The oldest profession

The debate over the murders of five sex workers in sleepy Suffolk raises all kinds of interesting questions. The girls were all drug abusers and street walkers and their horrific deaths leave five children motherless.
The case has led many in the media - and certain politicians - to ask whether legalising prostitution could help prevent such tragedies in the future. While sex workers deserve more protection and sympathy than they are used to, it is difficult to see how they can be taken off the streets once and for all through licensing, no matter how progressive attitudes were to become.
Last year I interviewed a madam and a prostitute for an investigation into the sex trade. Both women worked at massage parlours and both were adament that the industry would be safer if control was taken out of the hands of pimps and given to women.
The madam, originally from South Africa, had never worked as a prostitute herself but saw her role as providing a clean, safe place for women who work out of choice. Her girls effectively work for themselves but pay her for the rooms, washing, bills and admin. All are drug tested and undergo weekly checks for HIV and other STIs. The women are all ages - from early 20s to almost three times that - and come from all kinds of background. They make good money, many are university educated and have families who don't suspect a thing.
The sex worker I talked to was in her 50s, well spoken and from the Wirral area. She was a grandmother who got into prostitution in middle age and far from seeing it as shameful, said she found it liberating to be the one calling the shots in the bedroom. She admitted sadly though that she was now unlikely to find a man to grow old with.
I found both women engaging and their stories fascinating. But for every sex worker in control of their destiny and there through choice, there must be dozens leading chaotic lifestyles and there through desperation, poverty and drug addiction.
First there are many in brothels and massage parlours who have been trafficked into Britain by unscrupulous gangs, raped and beaten into submission and locked away from public view.

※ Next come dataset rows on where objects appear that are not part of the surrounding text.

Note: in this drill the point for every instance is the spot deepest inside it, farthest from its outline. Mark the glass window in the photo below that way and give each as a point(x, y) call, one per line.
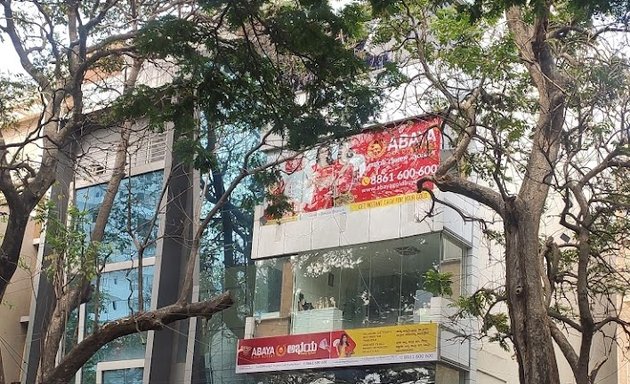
point(358, 286)
point(123, 376)
point(268, 291)
point(452, 256)
point(134, 207)
point(118, 294)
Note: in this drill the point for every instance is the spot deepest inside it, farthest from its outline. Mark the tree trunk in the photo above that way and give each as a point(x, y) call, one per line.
point(530, 329)
point(11, 246)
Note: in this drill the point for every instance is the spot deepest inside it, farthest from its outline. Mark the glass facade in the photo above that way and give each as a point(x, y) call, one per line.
point(353, 287)
point(134, 208)
point(123, 376)
point(118, 294)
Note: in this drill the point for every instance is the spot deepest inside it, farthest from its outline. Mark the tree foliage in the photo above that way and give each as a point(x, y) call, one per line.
point(208, 68)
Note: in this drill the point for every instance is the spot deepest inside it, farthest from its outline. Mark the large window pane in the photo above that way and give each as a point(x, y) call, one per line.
point(134, 207)
point(358, 286)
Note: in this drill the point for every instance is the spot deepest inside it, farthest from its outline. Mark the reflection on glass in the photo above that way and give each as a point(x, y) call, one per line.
point(357, 286)
point(134, 206)
point(123, 376)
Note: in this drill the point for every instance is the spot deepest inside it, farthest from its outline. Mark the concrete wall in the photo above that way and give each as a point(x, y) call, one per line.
point(16, 304)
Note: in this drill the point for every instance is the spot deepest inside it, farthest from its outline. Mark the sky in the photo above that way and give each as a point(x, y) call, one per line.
point(9, 62)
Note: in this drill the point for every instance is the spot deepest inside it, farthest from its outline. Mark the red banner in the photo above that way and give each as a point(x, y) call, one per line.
point(365, 346)
point(371, 166)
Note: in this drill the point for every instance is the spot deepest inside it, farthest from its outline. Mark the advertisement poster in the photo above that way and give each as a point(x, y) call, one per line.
point(368, 170)
point(364, 346)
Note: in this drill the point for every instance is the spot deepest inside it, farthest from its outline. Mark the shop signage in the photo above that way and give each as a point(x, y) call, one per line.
point(364, 346)
point(368, 170)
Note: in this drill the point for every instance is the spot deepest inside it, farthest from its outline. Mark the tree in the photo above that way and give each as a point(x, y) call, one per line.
point(237, 63)
point(533, 95)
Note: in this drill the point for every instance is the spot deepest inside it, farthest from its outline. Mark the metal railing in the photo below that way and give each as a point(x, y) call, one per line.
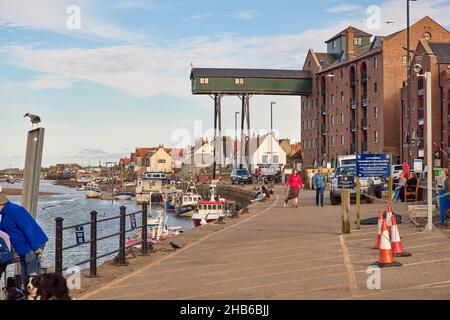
point(59, 248)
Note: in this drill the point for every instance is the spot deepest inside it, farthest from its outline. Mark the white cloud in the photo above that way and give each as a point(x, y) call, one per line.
point(246, 15)
point(344, 7)
point(52, 15)
point(49, 81)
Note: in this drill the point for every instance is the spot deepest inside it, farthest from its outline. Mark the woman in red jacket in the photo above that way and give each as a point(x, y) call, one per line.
point(295, 184)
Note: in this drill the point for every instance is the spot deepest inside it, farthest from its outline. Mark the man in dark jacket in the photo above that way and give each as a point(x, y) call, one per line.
point(27, 237)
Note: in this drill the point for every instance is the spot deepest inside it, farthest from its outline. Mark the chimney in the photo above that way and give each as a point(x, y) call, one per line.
point(350, 43)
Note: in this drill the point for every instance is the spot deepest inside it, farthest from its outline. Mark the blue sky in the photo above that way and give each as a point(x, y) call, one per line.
point(122, 79)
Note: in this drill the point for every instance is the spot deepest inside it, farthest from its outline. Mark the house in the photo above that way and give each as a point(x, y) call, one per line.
point(158, 160)
point(201, 156)
point(265, 150)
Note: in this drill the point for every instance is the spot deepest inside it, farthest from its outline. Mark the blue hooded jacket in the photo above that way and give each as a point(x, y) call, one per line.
point(24, 232)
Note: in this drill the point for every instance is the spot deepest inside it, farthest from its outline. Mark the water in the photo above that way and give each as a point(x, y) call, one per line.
point(75, 208)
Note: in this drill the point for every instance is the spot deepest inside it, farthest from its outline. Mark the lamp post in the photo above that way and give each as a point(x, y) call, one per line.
point(271, 131)
point(327, 122)
point(409, 76)
point(427, 77)
point(235, 139)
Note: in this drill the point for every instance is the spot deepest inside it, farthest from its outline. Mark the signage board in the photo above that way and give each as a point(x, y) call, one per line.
point(373, 165)
point(79, 234)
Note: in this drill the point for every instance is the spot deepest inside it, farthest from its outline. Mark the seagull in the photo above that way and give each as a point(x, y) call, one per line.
point(175, 246)
point(34, 118)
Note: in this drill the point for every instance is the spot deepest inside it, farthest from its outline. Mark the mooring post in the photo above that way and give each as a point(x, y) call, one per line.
point(345, 198)
point(144, 249)
point(122, 258)
point(93, 244)
point(59, 245)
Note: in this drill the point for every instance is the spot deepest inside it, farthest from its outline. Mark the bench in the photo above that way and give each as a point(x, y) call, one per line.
point(419, 212)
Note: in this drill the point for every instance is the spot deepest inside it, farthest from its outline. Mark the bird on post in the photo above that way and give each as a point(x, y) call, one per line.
point(35, 119)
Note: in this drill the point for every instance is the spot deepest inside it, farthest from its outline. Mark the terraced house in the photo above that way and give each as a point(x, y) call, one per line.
point(356, 100)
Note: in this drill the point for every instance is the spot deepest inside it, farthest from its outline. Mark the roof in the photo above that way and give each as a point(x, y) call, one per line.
point(250, 73)
point(442, 52)
point(357, 33)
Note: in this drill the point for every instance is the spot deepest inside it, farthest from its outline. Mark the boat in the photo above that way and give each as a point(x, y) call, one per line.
point(123, 196)
point(186, 203)
point(93, 193)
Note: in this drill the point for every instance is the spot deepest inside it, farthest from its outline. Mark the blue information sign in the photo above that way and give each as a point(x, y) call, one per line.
point(133, 221)
point(79, 232)
point(373, 165)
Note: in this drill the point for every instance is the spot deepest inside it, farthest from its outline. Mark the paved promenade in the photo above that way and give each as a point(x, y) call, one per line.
point(278, 253)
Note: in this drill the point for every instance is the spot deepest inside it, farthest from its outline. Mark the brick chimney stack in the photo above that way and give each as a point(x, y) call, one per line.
point(350, 43)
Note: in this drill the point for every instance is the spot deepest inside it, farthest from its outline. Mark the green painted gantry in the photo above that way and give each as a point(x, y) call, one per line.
point(245, 83)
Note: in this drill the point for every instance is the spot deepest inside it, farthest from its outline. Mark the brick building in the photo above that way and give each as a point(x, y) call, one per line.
point(356, 98)
point(435, 58)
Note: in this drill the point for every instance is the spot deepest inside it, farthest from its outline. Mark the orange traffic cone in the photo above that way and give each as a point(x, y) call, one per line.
point(396, 241)
point(386, 258)
point(380, 221)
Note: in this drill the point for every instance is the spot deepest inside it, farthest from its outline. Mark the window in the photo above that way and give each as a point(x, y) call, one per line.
point(405, 61)
point(275, 159)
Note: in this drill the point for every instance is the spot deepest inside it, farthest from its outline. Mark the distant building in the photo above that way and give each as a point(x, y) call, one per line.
point(355, 105)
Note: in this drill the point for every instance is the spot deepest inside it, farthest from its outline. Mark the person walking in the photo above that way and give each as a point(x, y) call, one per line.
point(27, 237)
point(295, 184)
point(319, 183)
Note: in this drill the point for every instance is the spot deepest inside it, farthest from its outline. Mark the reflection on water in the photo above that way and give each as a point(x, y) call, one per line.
point(73, 206)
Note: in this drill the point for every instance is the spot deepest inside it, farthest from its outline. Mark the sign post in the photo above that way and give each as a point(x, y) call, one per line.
point(345, 184)
point(375, 166)
point(358, 203)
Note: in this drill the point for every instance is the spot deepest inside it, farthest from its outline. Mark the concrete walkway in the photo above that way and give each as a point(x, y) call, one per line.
point(278, 253)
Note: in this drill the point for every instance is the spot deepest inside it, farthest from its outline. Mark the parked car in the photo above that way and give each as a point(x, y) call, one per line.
point(239, 176)
point(368, 185)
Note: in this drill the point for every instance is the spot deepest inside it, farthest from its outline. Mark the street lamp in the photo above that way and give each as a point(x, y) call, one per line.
point(327, 122)
point(235, 138)
point(427, 76)
point(409, 75)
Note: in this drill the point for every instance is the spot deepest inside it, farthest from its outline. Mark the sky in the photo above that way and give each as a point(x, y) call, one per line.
point(107, 76)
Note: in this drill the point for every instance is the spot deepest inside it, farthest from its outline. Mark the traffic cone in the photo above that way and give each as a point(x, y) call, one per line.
point(380, 222)
point(386, 258)
point(396, 241)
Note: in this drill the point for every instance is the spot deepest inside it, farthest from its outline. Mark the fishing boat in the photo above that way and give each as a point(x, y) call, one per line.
point(123, 196)
point(93, 193)
point(186, 203)
point(213, 209)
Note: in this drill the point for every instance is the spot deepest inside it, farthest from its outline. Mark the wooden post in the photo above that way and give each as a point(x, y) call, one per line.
point(345, 199)
point(358, 203)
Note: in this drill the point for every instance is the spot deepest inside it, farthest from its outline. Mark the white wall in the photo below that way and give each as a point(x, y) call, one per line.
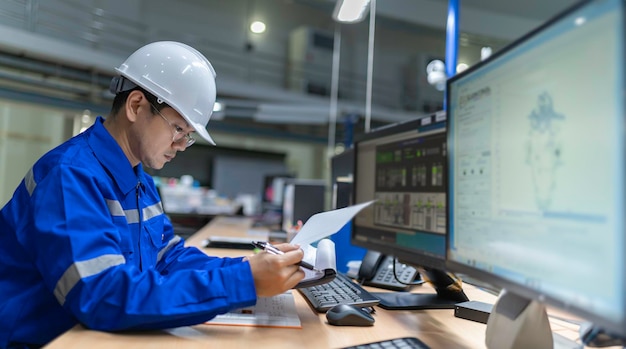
point(26, 133)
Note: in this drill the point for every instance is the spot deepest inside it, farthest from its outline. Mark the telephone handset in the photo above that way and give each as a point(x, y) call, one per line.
point(377, 270)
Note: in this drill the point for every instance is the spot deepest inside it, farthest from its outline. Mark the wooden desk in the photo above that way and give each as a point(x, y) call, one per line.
point(437, 328)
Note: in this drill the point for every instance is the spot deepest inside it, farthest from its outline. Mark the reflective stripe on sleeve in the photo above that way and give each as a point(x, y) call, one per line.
point(169, 245)
point(83, 269)
point(132, 216)
point(29, 181)
point(152, 211)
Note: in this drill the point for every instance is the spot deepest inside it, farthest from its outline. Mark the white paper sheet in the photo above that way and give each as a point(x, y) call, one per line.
point(327, 223)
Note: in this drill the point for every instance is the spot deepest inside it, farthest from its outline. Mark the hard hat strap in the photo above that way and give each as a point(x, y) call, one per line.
point(120, 84)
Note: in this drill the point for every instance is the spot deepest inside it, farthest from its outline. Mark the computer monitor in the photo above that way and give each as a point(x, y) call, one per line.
point(402, 167)
point(537, 160)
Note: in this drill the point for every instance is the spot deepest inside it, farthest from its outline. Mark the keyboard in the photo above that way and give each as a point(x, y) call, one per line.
point(404, 343)
point(341, 290)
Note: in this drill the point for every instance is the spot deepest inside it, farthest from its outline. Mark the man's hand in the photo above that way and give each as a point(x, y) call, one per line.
point(275, 274)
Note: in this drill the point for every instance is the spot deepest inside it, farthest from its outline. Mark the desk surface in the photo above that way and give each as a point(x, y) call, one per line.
point(437, 328)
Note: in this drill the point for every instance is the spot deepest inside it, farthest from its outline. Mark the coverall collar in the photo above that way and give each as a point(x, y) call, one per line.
point(110, 155)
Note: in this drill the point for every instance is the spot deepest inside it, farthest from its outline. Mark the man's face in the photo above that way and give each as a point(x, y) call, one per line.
point(155, 144)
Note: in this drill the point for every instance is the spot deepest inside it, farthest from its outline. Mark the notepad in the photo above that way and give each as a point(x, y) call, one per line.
point(277, 311)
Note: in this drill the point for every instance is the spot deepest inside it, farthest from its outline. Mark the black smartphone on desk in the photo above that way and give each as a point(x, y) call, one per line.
point(377, 270)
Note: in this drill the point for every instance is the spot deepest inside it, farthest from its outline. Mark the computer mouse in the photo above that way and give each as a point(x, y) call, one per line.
point(349, 315)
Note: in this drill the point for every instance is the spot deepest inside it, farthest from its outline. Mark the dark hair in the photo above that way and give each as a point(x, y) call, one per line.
point(120, 100)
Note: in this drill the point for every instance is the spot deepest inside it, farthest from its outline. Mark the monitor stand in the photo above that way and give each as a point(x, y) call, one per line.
point(517, 322)
point(449, 293)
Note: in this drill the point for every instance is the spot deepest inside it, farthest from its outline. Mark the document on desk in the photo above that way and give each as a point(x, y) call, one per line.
point(327, 223)
point(277, 311)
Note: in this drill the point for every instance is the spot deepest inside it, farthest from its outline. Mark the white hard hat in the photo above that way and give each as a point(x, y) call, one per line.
point(176, 74)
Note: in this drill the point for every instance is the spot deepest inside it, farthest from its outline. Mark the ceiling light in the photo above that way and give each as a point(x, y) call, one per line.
point(257, 27)
point(350, 11)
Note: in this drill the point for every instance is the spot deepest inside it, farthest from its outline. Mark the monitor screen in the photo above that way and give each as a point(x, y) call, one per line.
point(403, 168)
point(536, 165)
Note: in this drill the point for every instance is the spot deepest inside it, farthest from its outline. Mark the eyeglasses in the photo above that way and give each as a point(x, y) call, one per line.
point(179, 133)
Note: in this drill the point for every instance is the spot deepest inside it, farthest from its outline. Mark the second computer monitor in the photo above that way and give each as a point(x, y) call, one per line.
point(403, 168)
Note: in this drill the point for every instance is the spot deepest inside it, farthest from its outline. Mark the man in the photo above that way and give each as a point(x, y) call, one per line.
point(84, 238)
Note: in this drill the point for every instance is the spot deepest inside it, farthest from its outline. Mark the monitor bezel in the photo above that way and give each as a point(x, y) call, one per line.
point(485, 276)
point(424, 125)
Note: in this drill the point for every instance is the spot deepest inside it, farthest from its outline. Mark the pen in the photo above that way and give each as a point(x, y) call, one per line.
point(266, 246)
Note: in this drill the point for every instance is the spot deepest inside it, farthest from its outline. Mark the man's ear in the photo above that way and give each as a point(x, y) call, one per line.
point(133, 102)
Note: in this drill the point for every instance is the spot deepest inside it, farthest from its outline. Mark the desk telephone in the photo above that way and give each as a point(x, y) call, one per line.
point(377, 270)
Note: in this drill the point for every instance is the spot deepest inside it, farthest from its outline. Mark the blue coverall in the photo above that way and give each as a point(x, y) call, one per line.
point(85, 240)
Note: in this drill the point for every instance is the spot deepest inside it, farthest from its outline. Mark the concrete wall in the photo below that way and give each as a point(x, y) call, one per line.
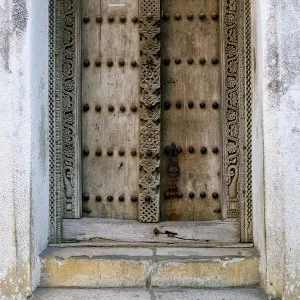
point(23, 136)
point(278, 94)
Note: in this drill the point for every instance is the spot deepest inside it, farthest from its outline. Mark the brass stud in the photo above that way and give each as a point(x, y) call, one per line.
point(121, 152)
point(86, 107)
point(190, 61)
point(110, 62)
point(216, 150)
point(191, 195)
point(121, 62)
point(214, 16)
point(215, 105)
point(166, 61)
point(190, 16)
point(134, 19)
point(177, 16)
point(148, 198)
point(133, 108)
point(203, 150)
point(191, 149)
point(166, 16)
point(167, 105)
point(202, 16)
point(98, 152)
point(86, 20)
point(202, 194)
point(110, 152)
point(98, 62)
point(133, 152)
point(86, 151)
point(177, 60)
point(134, 198)
point(215, 60)
point(86, 62)
point(215, 195)
point(202, 61)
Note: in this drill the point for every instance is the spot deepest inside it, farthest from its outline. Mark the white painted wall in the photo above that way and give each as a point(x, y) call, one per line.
point(23, 136)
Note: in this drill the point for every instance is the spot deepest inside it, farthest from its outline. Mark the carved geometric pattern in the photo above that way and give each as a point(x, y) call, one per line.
point(150, 111)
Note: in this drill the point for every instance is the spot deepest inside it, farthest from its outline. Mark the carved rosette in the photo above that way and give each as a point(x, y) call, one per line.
point(150, 111)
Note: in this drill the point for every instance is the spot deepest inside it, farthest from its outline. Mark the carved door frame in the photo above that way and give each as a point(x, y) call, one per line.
point(65, 112)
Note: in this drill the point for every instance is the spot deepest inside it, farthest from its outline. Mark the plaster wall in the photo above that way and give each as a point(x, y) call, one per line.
point(23, 136)
point(278, 93)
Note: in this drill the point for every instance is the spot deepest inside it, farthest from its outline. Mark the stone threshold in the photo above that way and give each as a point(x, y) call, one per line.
point(150, 294)
point(164, 267)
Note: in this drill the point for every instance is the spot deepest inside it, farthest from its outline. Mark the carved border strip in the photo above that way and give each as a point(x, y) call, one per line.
point(150, 111)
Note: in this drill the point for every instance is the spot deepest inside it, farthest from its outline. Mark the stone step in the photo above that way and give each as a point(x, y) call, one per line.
point(150, 294)
point(109, 267)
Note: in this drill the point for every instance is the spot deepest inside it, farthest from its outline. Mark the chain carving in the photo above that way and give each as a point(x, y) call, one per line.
point(150, 111)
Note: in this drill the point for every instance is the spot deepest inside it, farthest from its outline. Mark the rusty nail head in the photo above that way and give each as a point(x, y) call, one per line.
point(202, 194)
point(215, 150)
point(203, 150)
point(215, 60)
point(190, 16)
point(202, 61)
point(86, 20)
point(191, 195)
point(98, 152)
point(86, 62)
point(134, 19)
point(215, 195)
point(215, 105)
point(133, 152)
point(134, 198)
point(86, 107)
point(177, 16)
point(86, 151)
point(202, 16)
point(148, 198)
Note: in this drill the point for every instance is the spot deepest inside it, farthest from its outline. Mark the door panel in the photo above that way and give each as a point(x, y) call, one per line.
point(191, 117)
point(110, 117)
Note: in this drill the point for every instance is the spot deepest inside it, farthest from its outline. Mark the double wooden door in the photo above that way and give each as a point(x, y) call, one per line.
point(151, 110)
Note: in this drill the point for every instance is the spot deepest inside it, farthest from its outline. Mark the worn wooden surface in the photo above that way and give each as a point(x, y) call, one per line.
point(110, 175)
point(196, 127)
point(105, 230)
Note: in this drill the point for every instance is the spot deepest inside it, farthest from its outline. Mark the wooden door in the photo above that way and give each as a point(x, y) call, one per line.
point(189, 111)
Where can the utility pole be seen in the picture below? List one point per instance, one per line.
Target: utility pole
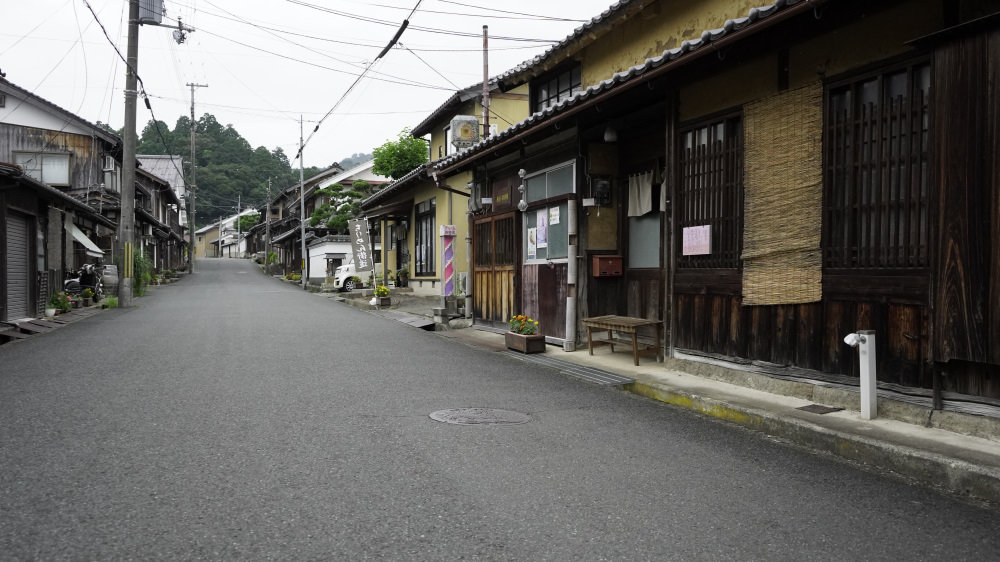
(126, 224)
(267, 230)
(302, 208)
(191, 189)
(486, 83)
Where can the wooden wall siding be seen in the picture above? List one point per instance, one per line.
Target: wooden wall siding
(968, 246)
(643, 300)
(86, 152)
(493, 296)
(808, 336)
(543, 297)
(993, 118)
(494, 257)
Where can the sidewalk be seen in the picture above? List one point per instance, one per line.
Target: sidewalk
(952, 450)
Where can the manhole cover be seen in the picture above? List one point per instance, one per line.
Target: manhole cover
(479, 416)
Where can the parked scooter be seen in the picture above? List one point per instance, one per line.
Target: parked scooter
(87, 278)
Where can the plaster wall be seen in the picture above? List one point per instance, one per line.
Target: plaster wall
(874, 38)
(662, 25)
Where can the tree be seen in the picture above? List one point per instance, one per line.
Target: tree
(247, 222)
(397, 158)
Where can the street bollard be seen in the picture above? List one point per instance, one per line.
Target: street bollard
(864, 340)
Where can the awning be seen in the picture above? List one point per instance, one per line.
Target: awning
(91, 248)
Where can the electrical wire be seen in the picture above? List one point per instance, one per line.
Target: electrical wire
(395, 38)
(548, 18)
(415, 28)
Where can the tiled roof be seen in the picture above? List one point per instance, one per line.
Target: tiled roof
(577, 34)
(107, 135)
(395, 186)
(707, 37)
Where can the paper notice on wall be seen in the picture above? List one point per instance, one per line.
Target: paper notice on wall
(697, 240)
(541, 223)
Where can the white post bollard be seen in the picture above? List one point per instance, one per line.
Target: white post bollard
(864, 340)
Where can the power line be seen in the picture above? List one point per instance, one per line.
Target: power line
(395, 38)
(415, 28)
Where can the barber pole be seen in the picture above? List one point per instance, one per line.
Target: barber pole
(448, 233)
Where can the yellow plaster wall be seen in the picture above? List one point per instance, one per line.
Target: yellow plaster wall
(884, 36)
(504, 114)
(662, 25)
(733, 88)
(869, 40)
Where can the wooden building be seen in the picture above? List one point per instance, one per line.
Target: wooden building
(784, 176)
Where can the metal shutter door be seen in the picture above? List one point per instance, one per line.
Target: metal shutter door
(18, 287)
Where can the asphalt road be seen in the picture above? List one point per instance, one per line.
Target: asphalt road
(231, 416)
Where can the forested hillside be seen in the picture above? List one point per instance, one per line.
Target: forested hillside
(229, 169)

Then there are others who slip into the industry in order to feed their heroin and crack habits. It's hard to know how legalising the trade would actually help these particular women. Those who crave ever greater quantities of hard drugs are inevitably going to take risks with their safety - by working dark, dingy streets in dangerous parts of town, undercutting other girl's prices and by getting into whichever vehicle happens to pull up next.
And men who are into the seedier side of these liasons won't necessarily get the same thrill from a clean and clinical licensed brothel.